Does that count? I just have this fear that if I answer "yes" to falling they're going to prohibit me from leaving my home without a walker.
When I go to the emergency room, they put a falling risk band around my wrist, along with an allergy band and my name and code band. I’ve fallen enough that I now can fall without getting hurt, though I did fall a few weeks ago and pulled a muscle in my back, even though I never thought I used my back. I landed almost flat on the ground with my whole body with my bad shoulder hitting the ground, didn’t hurt it a bit. The problem was a muscle in my back got knotted and needed to be massaged out.
I’ve been in the emergency room at least three or four times in the last couple years for Afib and they don’t make me use a walker and they can see I’m quite able to walk. Last time I was in the emergency room there was only one other person there, never an overcrowding issue.
If you fall you may find that you can break a bone in your wrist or sprain it badly by using it to brace your fall. Done both in the last 10 years. You can let hands brace you a little, but you can’t let them do the whole job.
I've seen nasty fractures close up in both rugby and judo from people using their arms to break a fall. Sometimes falls happen very fast, but you have time to think, DON'T DO THAT!

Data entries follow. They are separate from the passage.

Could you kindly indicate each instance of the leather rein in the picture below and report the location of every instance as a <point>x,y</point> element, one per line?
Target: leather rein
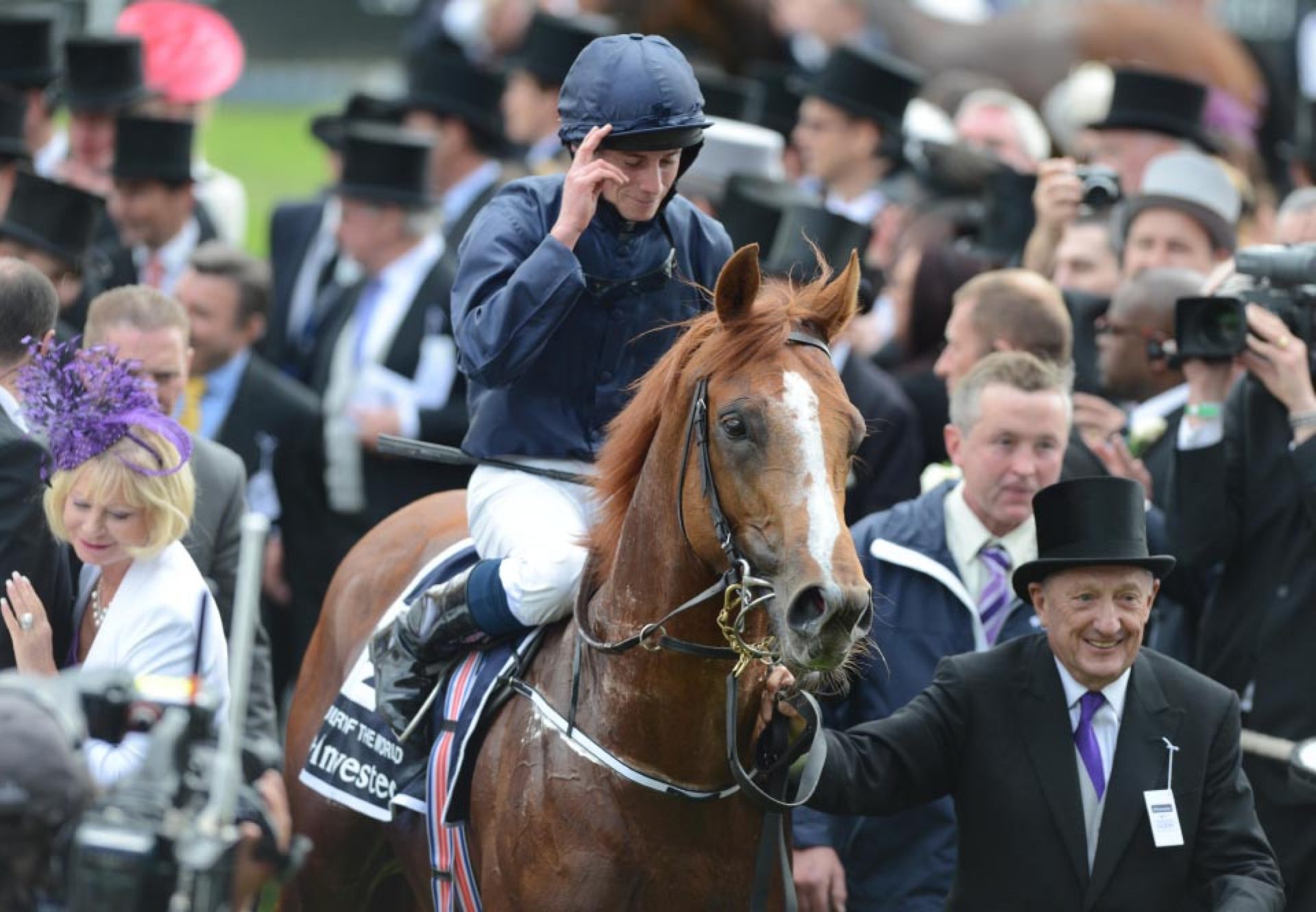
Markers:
<point>742,593</point>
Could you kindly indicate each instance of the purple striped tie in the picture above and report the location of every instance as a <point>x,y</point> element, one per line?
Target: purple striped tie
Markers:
<point>995,597</point>
<point>1085,740</point>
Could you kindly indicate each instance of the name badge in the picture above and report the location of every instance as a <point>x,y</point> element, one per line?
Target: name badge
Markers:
<point>1164,817</point>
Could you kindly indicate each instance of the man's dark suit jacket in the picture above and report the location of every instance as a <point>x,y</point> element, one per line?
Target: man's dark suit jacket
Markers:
<point>123,267</point>
<point>890,458</point>
<point>25,540</point>
<point>994,732</point>
<point>391,483</point>
<point>212,541</point>
<point>273,403</point>
<point>293,228</point>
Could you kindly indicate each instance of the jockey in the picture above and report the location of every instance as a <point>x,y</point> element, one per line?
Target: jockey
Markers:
<point>566,293</point>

Tuck your chin into your chest, let your knees bend, pull your arms in (and up to protect your head if there's time), and try to roll some of the force off around your shoulder and side.

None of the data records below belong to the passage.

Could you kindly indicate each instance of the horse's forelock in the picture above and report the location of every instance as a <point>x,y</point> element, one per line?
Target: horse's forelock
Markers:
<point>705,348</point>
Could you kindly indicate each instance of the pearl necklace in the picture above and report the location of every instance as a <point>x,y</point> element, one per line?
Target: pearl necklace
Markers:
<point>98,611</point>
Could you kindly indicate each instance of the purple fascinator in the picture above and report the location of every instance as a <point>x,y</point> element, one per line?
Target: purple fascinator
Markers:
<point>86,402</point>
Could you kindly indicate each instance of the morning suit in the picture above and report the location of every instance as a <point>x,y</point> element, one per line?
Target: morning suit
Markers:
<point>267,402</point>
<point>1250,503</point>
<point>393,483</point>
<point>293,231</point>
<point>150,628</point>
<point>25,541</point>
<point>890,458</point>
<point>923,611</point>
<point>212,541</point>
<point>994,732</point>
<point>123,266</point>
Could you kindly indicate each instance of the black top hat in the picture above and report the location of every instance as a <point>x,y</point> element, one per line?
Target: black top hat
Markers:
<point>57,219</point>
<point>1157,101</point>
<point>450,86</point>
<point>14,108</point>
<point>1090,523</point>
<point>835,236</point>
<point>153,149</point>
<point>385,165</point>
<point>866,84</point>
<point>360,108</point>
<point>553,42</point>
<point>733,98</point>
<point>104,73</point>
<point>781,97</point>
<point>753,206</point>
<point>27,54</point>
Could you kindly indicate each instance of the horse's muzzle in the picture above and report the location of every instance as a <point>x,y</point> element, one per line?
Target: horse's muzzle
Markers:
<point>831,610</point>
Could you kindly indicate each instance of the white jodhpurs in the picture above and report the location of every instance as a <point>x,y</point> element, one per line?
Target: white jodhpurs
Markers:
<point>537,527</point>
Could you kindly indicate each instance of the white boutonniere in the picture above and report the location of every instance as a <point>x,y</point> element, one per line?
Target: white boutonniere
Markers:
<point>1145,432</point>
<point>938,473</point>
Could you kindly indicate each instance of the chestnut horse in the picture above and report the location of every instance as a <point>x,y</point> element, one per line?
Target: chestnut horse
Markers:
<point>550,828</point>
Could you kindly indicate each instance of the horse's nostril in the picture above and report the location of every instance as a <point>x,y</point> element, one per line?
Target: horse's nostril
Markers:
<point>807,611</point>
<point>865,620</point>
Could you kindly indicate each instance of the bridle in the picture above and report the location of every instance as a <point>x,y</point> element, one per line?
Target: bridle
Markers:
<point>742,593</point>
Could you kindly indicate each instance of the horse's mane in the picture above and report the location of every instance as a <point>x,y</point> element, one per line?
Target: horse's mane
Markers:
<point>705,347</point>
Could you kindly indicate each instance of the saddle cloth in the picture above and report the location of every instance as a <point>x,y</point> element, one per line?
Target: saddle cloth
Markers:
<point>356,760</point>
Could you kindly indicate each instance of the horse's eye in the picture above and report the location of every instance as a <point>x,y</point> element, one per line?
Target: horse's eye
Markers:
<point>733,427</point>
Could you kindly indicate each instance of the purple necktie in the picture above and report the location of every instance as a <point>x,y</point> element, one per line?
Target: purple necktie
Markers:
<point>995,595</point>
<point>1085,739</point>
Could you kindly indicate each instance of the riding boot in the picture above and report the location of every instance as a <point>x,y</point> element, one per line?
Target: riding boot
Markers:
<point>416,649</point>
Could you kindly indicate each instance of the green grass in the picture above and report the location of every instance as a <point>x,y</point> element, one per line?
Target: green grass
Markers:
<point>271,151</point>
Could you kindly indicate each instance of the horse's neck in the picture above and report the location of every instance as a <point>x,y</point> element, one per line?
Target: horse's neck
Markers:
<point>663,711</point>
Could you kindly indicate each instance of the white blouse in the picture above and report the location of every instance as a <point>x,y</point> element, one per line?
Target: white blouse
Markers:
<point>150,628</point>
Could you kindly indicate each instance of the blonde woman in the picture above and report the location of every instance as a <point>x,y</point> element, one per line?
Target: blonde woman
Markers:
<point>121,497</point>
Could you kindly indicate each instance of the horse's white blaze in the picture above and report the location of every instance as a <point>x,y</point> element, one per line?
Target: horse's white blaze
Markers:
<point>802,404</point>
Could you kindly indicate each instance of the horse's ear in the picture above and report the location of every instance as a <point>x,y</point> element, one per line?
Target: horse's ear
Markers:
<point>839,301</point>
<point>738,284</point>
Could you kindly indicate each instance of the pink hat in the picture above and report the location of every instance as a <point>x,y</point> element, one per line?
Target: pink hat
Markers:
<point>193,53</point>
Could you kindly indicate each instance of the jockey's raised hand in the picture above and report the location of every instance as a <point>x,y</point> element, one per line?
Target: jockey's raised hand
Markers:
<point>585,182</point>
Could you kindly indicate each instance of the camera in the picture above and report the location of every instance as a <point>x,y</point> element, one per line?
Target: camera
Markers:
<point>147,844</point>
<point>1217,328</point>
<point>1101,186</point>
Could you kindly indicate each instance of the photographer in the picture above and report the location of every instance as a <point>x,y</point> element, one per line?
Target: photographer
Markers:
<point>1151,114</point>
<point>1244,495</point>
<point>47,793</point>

You might end up with painful bruised ribs or shoulder, but 🤞 no life-altering injuries that send you to the hospital orthopedic floor. I spent my first month there after my spinal surgery, and while the staff are great, it's not a pleasant place — people screaming all night and begging for more painkillers. The cancer floor (month 2) was Club Med by comparison.
Yes, I suppose I shouldn't take falling so lightly.
"Yes, I suppose I shouldn't take falling so lightly. "
Nicely played. Touché! 🙂
Falling is my biggest fear. They told me my bones are a little brittle from the cancer. I try to be very careful when walking. Feels like I'm waddling when walking everything slowing down. I have been riding the exercise bike to build up the legs and that has helped a lot. I definitely pay more attention when moving around to make sure I have my balance. Sometimes it gets frustrating, wondering if it's okay but the unknown is making it harder then it really is. Best to all.